I Love my Hair

http://www.youtube.com/watch?v=enpFde5rgmw&feature=player_embedded

I just discovered the blog Treat by the talented designer, Derilyn Chambers. Treat has a thoughtful mix of visual and intellectual inspiration, plus some cultural critique for good measure.  The blog's on going coverage of the natural hair movement among African American women, particularly through the arts has been both educational and incredibly heartening to me.

Several years ago I remember basically accosting a women in the grocery store who had this gorgeous afro. I had to tell her how beautiful I thought her hair was (which is pretty strange when you consider that I'm enormously shy; and was even more so then). But her hair was AMAZING. And she wore it so confidently.

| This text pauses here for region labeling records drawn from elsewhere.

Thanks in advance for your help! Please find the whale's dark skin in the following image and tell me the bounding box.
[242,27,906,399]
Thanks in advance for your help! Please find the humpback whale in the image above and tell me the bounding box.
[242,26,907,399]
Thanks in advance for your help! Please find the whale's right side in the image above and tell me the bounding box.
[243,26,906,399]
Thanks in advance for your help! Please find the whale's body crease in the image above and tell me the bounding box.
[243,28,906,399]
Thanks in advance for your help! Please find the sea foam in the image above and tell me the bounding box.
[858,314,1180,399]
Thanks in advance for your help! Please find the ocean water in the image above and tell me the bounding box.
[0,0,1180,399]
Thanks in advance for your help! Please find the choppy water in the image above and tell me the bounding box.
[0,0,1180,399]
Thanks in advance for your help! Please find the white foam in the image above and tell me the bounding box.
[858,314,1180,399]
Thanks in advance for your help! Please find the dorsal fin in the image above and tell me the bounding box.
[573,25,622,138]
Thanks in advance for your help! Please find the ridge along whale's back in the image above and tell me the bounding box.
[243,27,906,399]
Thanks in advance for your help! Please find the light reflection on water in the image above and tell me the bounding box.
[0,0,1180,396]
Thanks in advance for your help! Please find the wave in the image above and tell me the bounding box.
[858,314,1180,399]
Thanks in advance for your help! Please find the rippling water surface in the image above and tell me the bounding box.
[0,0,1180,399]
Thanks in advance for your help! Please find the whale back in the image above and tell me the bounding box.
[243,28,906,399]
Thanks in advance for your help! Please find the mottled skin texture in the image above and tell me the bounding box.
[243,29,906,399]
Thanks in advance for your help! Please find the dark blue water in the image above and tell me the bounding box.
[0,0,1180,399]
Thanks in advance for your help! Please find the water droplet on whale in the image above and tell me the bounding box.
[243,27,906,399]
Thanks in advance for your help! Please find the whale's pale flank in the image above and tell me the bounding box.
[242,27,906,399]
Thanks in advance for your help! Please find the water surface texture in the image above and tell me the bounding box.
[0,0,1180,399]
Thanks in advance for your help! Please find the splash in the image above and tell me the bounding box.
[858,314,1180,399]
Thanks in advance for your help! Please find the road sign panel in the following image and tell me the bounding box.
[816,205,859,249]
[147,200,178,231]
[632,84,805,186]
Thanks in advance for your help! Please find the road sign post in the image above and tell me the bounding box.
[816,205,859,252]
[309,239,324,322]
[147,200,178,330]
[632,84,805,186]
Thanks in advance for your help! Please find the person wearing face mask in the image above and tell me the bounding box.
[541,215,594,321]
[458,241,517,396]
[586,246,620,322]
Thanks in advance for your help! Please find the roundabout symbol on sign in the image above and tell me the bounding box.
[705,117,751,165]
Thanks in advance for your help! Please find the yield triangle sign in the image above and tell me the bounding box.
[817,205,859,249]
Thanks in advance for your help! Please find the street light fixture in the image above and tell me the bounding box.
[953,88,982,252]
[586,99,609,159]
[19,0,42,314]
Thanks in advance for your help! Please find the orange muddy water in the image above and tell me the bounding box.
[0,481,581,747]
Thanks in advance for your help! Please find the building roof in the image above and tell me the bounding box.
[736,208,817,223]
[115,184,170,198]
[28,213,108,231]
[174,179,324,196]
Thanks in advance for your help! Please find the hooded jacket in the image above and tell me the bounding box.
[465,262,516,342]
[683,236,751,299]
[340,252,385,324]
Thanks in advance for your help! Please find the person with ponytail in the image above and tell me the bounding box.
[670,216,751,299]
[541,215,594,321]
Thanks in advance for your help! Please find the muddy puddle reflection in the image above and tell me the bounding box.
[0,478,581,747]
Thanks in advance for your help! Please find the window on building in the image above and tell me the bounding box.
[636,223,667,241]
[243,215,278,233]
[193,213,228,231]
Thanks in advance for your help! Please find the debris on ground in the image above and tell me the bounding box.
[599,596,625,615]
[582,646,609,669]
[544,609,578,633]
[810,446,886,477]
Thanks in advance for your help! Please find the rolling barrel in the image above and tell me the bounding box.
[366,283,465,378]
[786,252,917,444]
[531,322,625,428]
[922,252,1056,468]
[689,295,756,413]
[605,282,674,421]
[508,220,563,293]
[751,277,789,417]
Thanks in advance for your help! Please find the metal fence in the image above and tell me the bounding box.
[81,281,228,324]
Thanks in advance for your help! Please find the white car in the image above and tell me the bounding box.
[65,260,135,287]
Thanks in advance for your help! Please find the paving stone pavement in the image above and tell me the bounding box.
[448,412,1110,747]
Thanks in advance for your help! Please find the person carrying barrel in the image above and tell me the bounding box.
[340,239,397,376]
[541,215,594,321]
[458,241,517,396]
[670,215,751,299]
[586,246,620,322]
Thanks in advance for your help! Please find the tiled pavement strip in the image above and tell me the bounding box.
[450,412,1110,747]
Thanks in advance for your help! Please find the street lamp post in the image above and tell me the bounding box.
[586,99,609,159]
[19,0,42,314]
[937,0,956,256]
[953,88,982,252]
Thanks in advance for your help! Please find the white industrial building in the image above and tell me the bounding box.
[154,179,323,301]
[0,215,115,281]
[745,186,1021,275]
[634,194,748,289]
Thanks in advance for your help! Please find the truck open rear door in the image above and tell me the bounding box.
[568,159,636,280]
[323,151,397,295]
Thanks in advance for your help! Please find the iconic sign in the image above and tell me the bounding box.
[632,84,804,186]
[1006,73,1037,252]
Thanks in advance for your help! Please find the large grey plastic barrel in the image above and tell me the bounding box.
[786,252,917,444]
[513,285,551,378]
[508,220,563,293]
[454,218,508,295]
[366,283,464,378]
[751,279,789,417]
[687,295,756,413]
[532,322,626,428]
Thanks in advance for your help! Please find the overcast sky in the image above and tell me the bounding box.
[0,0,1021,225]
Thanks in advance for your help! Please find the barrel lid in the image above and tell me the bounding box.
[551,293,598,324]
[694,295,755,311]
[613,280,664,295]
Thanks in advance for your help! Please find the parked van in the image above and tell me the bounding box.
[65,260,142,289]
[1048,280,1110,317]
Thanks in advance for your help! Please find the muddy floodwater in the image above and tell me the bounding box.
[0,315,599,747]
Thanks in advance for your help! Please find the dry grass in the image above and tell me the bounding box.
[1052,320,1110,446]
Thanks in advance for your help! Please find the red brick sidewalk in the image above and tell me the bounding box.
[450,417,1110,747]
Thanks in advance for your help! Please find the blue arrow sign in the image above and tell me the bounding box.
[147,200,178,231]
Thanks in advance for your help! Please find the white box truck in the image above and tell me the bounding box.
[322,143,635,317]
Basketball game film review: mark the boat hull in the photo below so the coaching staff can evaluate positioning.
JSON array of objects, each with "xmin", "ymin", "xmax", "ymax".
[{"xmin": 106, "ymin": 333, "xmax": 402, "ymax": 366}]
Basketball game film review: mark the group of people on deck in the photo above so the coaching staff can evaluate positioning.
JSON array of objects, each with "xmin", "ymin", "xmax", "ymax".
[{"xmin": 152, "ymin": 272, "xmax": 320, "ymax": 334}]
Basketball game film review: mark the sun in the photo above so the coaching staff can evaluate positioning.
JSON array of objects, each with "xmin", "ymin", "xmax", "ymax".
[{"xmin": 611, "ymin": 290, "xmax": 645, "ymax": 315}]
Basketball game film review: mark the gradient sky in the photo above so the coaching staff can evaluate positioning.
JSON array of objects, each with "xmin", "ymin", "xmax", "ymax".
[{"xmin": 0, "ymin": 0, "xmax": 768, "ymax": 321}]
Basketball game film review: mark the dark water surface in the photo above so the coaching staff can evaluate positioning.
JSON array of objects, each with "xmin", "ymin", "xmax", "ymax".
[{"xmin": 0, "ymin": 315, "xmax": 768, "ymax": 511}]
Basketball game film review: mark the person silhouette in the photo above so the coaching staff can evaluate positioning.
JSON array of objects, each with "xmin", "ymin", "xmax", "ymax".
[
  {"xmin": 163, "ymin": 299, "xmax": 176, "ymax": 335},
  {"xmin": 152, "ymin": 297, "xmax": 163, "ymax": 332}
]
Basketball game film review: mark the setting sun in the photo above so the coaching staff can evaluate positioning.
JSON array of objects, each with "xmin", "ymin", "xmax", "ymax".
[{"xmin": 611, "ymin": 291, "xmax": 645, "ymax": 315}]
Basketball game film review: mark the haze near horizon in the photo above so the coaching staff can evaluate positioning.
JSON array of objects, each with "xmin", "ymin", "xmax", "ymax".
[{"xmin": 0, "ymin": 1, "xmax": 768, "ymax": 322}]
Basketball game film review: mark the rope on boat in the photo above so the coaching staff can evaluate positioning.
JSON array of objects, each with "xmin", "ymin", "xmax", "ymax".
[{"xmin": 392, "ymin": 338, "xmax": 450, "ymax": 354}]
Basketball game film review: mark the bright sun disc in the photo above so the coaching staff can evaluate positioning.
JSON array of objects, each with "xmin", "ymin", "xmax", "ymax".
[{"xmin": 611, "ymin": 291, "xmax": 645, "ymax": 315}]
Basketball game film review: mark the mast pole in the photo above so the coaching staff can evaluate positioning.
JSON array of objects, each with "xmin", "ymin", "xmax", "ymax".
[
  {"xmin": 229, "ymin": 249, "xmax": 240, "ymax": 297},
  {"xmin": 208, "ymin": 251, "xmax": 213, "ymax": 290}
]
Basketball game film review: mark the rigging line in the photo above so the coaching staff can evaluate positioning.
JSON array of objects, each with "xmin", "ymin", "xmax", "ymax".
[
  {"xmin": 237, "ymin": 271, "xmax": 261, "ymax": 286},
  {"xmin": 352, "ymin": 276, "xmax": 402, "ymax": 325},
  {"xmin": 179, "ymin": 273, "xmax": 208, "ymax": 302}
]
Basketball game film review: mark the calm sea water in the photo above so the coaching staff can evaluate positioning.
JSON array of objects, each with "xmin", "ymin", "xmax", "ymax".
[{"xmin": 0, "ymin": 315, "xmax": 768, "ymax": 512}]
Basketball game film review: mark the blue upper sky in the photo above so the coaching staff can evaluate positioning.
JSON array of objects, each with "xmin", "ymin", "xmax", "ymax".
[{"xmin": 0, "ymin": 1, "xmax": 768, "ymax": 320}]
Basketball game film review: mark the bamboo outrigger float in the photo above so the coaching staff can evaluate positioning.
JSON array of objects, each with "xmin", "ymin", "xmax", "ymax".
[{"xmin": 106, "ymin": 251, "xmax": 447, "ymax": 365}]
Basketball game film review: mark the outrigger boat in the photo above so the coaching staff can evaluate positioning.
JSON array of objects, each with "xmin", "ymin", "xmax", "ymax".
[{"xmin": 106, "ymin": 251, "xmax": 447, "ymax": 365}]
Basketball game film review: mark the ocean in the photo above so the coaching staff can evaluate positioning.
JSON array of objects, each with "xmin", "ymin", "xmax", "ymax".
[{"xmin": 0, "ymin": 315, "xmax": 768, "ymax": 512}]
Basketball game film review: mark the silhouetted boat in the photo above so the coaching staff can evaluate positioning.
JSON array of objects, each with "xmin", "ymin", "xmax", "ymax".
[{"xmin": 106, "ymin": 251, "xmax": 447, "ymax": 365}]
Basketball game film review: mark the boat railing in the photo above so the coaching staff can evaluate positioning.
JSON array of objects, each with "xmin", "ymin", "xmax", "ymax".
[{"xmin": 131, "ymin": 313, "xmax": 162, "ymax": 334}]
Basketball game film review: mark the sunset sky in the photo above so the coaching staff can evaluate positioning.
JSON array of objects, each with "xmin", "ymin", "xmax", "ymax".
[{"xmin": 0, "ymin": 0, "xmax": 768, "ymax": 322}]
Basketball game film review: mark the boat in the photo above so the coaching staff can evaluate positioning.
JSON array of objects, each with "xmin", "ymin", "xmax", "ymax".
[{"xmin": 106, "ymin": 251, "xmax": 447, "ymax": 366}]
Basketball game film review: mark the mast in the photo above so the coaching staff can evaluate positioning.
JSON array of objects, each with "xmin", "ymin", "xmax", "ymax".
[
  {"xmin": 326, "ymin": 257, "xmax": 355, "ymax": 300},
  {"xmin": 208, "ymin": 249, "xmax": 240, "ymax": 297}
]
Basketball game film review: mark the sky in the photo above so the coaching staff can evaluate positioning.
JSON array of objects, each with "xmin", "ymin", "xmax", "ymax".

I had no idea then about the million dollar industry that markets straighteners to African American women, didn't know about women suffering hair loss and scalp burns from the chemicals, didn't think about how that those straightening products were the outcome of a society that forces folks to look more white in order to get ahead....

Since then I learned about the artwork of Ellen Gallagher offering a critique of those pressures. And now, through Treat, I'm finding all sorts of evidence pointing to the embrace of natural hair in our culture.

The three brilliant illustrations are from the artist Andrea Pippins, also writer of the blog Fly. You can buy prints of her work over at I love my Hair.

The Sesame Street video has made huge waves, and this interview with the writer on CNN shares the interesting and heartwarming back story of the song's origins.

I love hearing about ways our culture is actually getting better; waking up and appreciating (instead of stifling) the many forms of beauty within it. And I love the artists who can show us what is truly beautiful.